Lastly, a sometimes controversial subject of units comes to light.  All units are in metric units of measure, this may not be an issue for most and can be adapted easily.  However, FPV racers typically fly close to the ground, and if the altitude readout were in feet, then the use of the OSD could facilitate a closer flight to the ground.
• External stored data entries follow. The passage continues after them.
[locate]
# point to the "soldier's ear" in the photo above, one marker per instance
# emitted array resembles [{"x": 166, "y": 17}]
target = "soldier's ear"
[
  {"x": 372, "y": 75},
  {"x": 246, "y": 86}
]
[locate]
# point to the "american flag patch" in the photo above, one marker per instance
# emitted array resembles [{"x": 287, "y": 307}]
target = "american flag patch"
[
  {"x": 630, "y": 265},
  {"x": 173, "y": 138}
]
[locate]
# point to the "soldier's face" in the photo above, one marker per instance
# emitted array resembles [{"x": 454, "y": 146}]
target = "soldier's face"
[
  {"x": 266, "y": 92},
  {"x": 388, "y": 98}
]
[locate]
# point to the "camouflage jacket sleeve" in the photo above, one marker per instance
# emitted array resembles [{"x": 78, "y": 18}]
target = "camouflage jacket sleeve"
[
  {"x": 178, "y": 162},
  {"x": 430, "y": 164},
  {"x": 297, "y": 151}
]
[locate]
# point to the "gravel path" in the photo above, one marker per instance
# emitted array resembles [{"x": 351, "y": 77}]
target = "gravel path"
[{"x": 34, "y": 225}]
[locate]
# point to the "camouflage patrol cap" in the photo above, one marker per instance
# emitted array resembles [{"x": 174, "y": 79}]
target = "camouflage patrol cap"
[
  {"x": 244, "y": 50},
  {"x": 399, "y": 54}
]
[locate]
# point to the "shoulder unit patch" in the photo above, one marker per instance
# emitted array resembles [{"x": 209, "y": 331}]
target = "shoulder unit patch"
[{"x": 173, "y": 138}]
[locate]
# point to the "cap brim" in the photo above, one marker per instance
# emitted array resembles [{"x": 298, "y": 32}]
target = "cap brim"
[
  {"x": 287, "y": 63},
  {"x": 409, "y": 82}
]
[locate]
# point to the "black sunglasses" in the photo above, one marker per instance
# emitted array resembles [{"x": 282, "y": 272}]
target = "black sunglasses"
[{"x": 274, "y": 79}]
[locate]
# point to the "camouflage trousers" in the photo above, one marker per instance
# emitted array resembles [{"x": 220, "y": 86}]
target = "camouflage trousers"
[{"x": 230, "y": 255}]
These numbers could also read out in fractions of a meter but will ultimately add more digits to read an altitude, for this reason feet should be the accepted measure of altitude.

FIGURE [1]. Courtesy of Wakera Runner 250(R) Quick Start Guide.

                Overall, the Walkera Runner 250 Advance offers an entry level FPV Racer with many features, however, like most other sUAS they are not made by aviation companies and place information in places that are not intuitive the aviator.  Similarly to manned aviation, there are not standards in where information is placed but lots of research has been conducted in the realm of human factors and making sure information is easily accessible to the aviator.  The UAS community should learn from the manned community where there is not standard in information placement and units of measurements, and standardization should be adopted to make transitions from manned aircraft and between unmanned aircraft easier, additionally, this will make transitions from one manufacture to the other easier as well.

Reference

Walkera Runner 250(R) Quick Start Guide. (2015 Oct 20). Walkera.